What this MSP430 FRAM MCU brings to a low-power BOM
It belongs to the MSP430™ FRAM family, where the program memory is 32 KB of FRAM — a non-volatile memory that writes at near-SRAM speed, consumes negligible power in standby, and supports over 10^15 write cycles. That makes it a direct replacement for designs that previously needed separate Flash and EEPROM, or that relied on battery-backed SRAM for data logging. On-chip SRAM is 1K x 8, enough for small stacks and temporary buffers. The part integrates a 12-channel 12-bit ADC, a brown-out reset, POR, DMA, PWM, and a watchdog timer. Connectivity covers I²C, IrDA, SCI, SPI, and UART/USART. With 31 general-purpose I/O lines and an internal oscillator, it can run a sensor node or control loop without external clock components.
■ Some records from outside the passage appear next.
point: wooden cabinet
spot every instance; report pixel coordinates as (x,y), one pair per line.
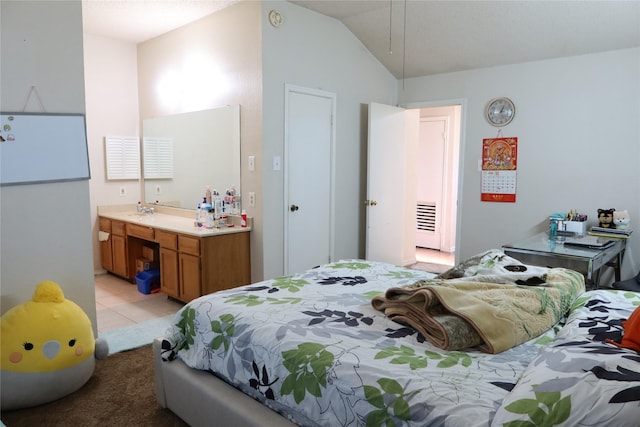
(190,266)
(106,257)
(169,281)
(113,251)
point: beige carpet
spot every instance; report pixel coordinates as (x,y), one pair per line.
(120,393)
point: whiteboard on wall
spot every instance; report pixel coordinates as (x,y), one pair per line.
(42,147)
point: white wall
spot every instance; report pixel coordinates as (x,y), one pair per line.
(45,228)
(314,51)
(112,109)
(578,127)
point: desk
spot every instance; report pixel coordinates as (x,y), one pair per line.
(538,250)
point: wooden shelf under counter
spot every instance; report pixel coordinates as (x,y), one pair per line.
(190,266)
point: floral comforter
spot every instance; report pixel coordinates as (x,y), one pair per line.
(312,347)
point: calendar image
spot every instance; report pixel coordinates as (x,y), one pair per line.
(499,164)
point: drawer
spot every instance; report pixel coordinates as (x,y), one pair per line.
(117,228)
(167,239)
(105,225)
(189,245)
(140,231)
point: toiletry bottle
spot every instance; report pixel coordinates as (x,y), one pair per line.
(217,206)
(210,218)
(207,195)
(238,206)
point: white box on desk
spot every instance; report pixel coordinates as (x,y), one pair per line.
(578,227)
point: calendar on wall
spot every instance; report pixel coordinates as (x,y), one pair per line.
(499,166)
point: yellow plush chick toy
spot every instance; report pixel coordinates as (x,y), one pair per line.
(48,349)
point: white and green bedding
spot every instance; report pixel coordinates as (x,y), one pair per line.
(312,347)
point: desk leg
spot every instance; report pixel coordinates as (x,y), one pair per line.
(617,265)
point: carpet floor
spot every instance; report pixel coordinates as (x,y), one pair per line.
(121,392)
(136,335)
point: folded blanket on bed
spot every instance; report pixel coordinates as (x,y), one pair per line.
(455,314)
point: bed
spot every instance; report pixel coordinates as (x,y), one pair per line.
(342,345)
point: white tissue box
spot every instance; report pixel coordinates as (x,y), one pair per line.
(578,227)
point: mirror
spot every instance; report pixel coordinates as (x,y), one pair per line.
(185,153)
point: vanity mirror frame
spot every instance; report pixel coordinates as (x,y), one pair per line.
(205,150)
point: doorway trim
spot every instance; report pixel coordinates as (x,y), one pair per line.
(462,102)
(290,88)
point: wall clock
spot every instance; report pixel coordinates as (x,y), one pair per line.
(500,111)
(275,19)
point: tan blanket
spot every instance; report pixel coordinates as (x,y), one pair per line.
(461,313)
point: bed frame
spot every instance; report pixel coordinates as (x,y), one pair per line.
(202,399)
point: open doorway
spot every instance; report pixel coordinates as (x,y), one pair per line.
(437,186)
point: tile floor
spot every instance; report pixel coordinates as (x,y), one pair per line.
(435,257)
(119,303)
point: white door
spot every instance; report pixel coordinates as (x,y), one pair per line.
(391,184)
(309,147)
(430,172)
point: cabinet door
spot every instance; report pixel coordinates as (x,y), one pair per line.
(119,254)
(106,258)
(189,277)
(169,272)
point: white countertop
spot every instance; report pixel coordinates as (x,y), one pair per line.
(169,219)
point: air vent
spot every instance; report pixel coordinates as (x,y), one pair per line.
(426,219)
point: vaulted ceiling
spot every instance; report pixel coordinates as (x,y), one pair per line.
(417,37)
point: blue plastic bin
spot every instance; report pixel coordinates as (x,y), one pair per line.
(148,280)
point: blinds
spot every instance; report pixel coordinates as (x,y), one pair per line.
(122,155)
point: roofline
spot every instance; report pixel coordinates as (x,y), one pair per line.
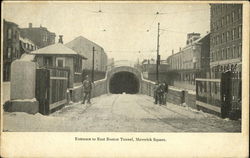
(41,54)
(187,46)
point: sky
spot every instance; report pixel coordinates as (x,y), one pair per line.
(126,30)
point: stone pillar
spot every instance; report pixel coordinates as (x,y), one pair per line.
(22,91)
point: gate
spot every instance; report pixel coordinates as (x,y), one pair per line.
(220,96)
(51,88)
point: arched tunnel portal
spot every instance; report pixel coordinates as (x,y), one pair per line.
(124,82)
(124,79)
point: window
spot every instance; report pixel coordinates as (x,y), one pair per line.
(9,53)
(240,12)
(223,54)
(227,19)
(9,33)
(234,52)
(240,31)
(240,50)
(16,35)
(227,36)
(14,52)
(233,34)
(60,62)
(233,18)
(47,61)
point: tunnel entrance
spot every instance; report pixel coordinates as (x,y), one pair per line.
(124,82)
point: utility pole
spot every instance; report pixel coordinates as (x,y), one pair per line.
(158,56)
(93,65)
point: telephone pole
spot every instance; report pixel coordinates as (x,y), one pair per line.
(93,65)
(158,56)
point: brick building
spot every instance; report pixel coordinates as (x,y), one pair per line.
(26,45)
(226,38)
(190,62)
(85,47)
(11,47)
(39,35)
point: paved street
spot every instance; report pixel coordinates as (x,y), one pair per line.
(121,113)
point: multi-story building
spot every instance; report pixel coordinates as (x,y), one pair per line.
(26,45)
(110,63)
(226,38)
(39,35)
(84,47)
(190,62)
(11,47)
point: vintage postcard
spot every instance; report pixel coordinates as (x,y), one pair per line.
(125,79)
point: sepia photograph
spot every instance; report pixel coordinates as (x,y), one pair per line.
(122,67)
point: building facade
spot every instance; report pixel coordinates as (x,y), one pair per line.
(190,62)
(60,56)
(39,35)
(226,38)
(84,47)
(26,45)
(11,47)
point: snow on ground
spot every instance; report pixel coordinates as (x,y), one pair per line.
(120,113)
(6,91)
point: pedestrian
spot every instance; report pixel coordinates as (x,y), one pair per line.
(165,88)
(87,87)
(155,92)
(160,94)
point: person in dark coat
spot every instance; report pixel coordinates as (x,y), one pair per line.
(87,87)
(155,93)
(160,93)
(165,87)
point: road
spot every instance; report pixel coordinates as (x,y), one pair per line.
(121,113)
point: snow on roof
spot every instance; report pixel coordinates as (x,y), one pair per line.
(27,57)
(55,49)
(26,40)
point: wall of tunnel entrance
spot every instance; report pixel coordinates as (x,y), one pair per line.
(124,81)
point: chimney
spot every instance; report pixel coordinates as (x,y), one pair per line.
(30,25)
(60,39)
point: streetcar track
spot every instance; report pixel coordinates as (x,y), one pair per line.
(186,117)
(158,118)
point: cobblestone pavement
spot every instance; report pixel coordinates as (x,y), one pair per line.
(121,113)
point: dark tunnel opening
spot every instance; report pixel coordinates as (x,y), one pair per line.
(124,82)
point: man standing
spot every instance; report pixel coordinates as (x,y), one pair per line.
(87,87)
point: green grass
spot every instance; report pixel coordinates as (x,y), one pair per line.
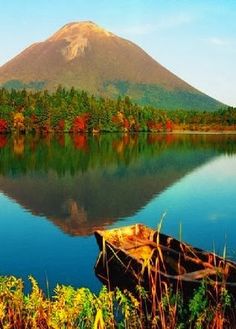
(80,308)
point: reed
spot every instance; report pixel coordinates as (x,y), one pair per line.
(80,308)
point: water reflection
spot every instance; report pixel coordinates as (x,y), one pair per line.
(81,182)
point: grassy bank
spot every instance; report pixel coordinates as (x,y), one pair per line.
(80,308)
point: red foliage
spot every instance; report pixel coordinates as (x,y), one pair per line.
(3,126)
(169,125)
(60,125)
(154,126)
(3,141)
(126,123)
(80,142)
(80,123)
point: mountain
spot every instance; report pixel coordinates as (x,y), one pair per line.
(85,56)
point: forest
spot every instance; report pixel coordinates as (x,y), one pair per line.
(77,112)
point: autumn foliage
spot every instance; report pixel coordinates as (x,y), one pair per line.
(3,126)
(77,112)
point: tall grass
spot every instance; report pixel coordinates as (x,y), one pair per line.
(80,308)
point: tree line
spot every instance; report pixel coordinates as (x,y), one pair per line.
(76,111)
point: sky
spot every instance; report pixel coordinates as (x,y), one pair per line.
(195,39)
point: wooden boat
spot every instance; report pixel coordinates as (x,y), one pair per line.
(137,255)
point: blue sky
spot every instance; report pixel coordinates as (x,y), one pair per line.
(194,39)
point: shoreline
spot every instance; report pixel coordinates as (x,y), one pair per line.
(199,132)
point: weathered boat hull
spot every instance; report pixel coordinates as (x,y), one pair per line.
(137,255)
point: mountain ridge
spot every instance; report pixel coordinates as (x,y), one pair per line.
(86,56)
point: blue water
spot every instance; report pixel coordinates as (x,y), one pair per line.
(54,195)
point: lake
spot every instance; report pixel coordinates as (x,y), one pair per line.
(55,191)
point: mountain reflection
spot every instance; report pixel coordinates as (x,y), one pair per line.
(82,182)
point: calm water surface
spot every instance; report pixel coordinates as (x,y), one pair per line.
(54,192)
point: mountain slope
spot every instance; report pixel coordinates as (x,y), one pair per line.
(88,57)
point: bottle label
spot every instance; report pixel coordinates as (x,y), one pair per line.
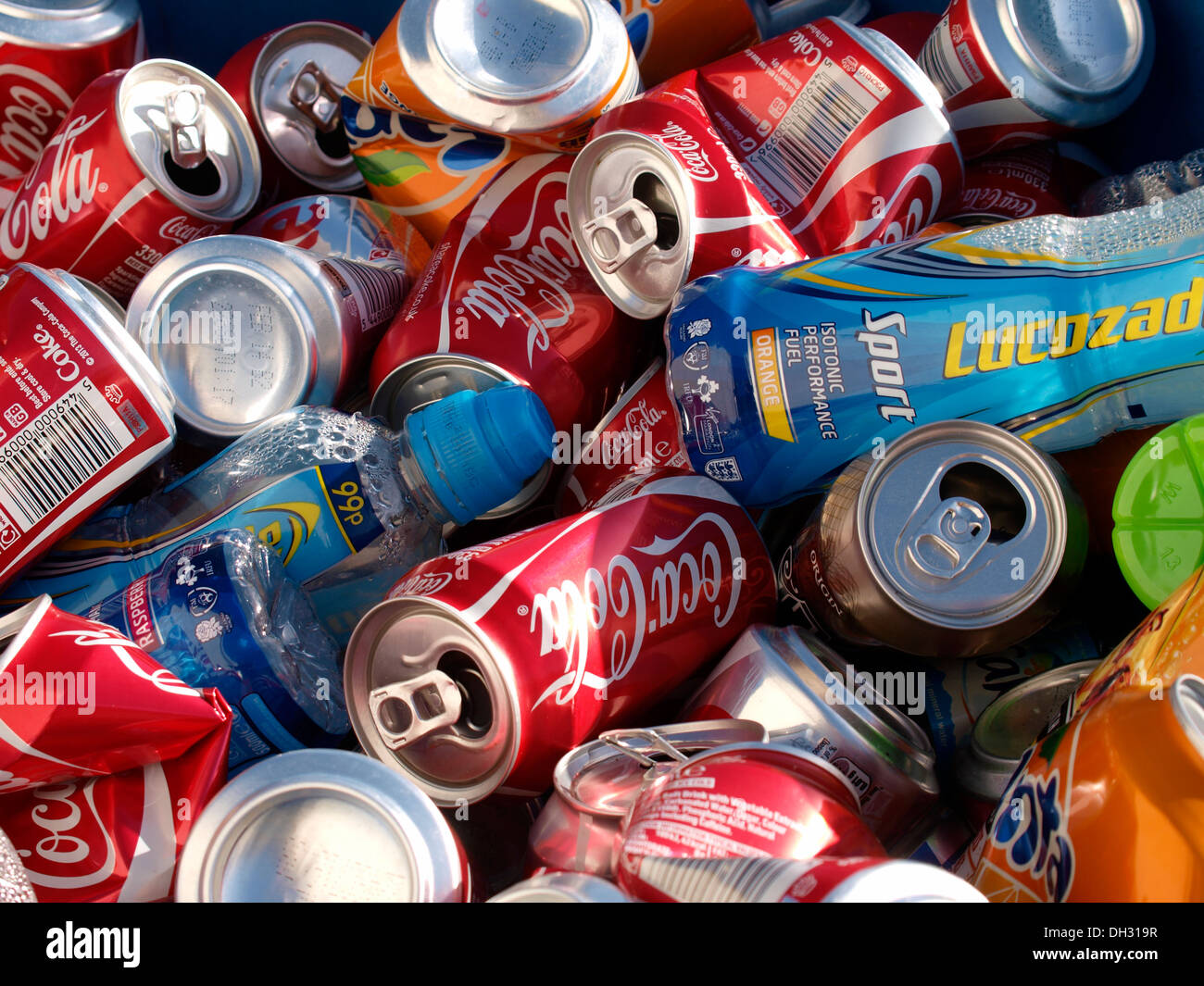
(191,619)
(312,519)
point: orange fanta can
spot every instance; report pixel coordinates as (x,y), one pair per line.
(1109,805)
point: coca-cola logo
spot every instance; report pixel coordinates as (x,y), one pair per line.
(531,280)
(421,584)
(181,231)
(642,417)
(68,814)
(163,680)
(678,140)
(32,107)
(69,184)
(998,200)
(624,605)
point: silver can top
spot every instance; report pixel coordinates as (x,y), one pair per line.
(562,889)
(1080,64)
(296,83)
(320,826)
(428,696)
(191,139)
(67,23)
(606,776)
(631,208)
(964,526)
(516,67)
(241,328)
(1010,725)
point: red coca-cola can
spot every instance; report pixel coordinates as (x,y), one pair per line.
(745,800)
(638,432)
(107,757)
(83,411)
(506,297)
(49,52)
(145,160)
(485,666)
(288,83)
(658,199)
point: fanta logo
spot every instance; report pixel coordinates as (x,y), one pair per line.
(182,231)
(1031,829)
(69,187)
(622,607)
(32,106)
(289,532)
(679,141)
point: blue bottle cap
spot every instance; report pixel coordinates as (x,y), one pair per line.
(476,450)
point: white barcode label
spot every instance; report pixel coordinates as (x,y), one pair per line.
(829,108)
(950,68)
(721,881)
(58,453)
(377,292)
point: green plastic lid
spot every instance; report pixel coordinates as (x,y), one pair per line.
(1159,512)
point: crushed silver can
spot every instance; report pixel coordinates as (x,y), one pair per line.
(245,328)
(808,696)
(956,540)
(321,826)
(596,784)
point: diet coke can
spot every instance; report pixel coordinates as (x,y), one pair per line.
(289,84)
(506,297)
(85,411)
(956,540)
(743,800)
(1012,73)
(485,666)
(145,160)
(51,52)
(657,200)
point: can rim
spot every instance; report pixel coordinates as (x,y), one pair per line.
(513,109)
(237,201)
(490,660)
(1043,481)
(579,195)
(420,830)
(345,176)
(64,27)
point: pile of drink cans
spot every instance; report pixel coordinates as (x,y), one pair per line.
(684,450)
FRAM memory: why it changes the firmware and data-storage strategy
The 32 KB FRAM program memory is the headline feature. Unlike Flash, FRAM writes at bus speed with no erase-before-write penalty, and it draws microamps during a write cycle rather than milliamps. For a battery-powered data logger, that means you can store sensor readings to non-volatile memory on every sample without wearing out the memory or draining the cell. The 1K x 8 SRAM is modest — plan to use FRAM for both code and variable storage, keeping the SRAM for stack and interrupt context. The FRAM endurance is effectively unlimited for field updates, so over-the-air firmware upgrades are practical without worrying about sector wear.
The 38-TSSOP package (0.240" body width, 6.10 mm wide) is a fine-pitch surface-mount footprint — standard for automated assembly, but the 0.5 mm lead pitch means the reflow profile needs care to avoid solder bridges.
Lifecycle and sourcing posture
For a BOM line, this part presents no imminent supply risk. The base product number is MSP430FR5957, and the series is MSP430 FRAM.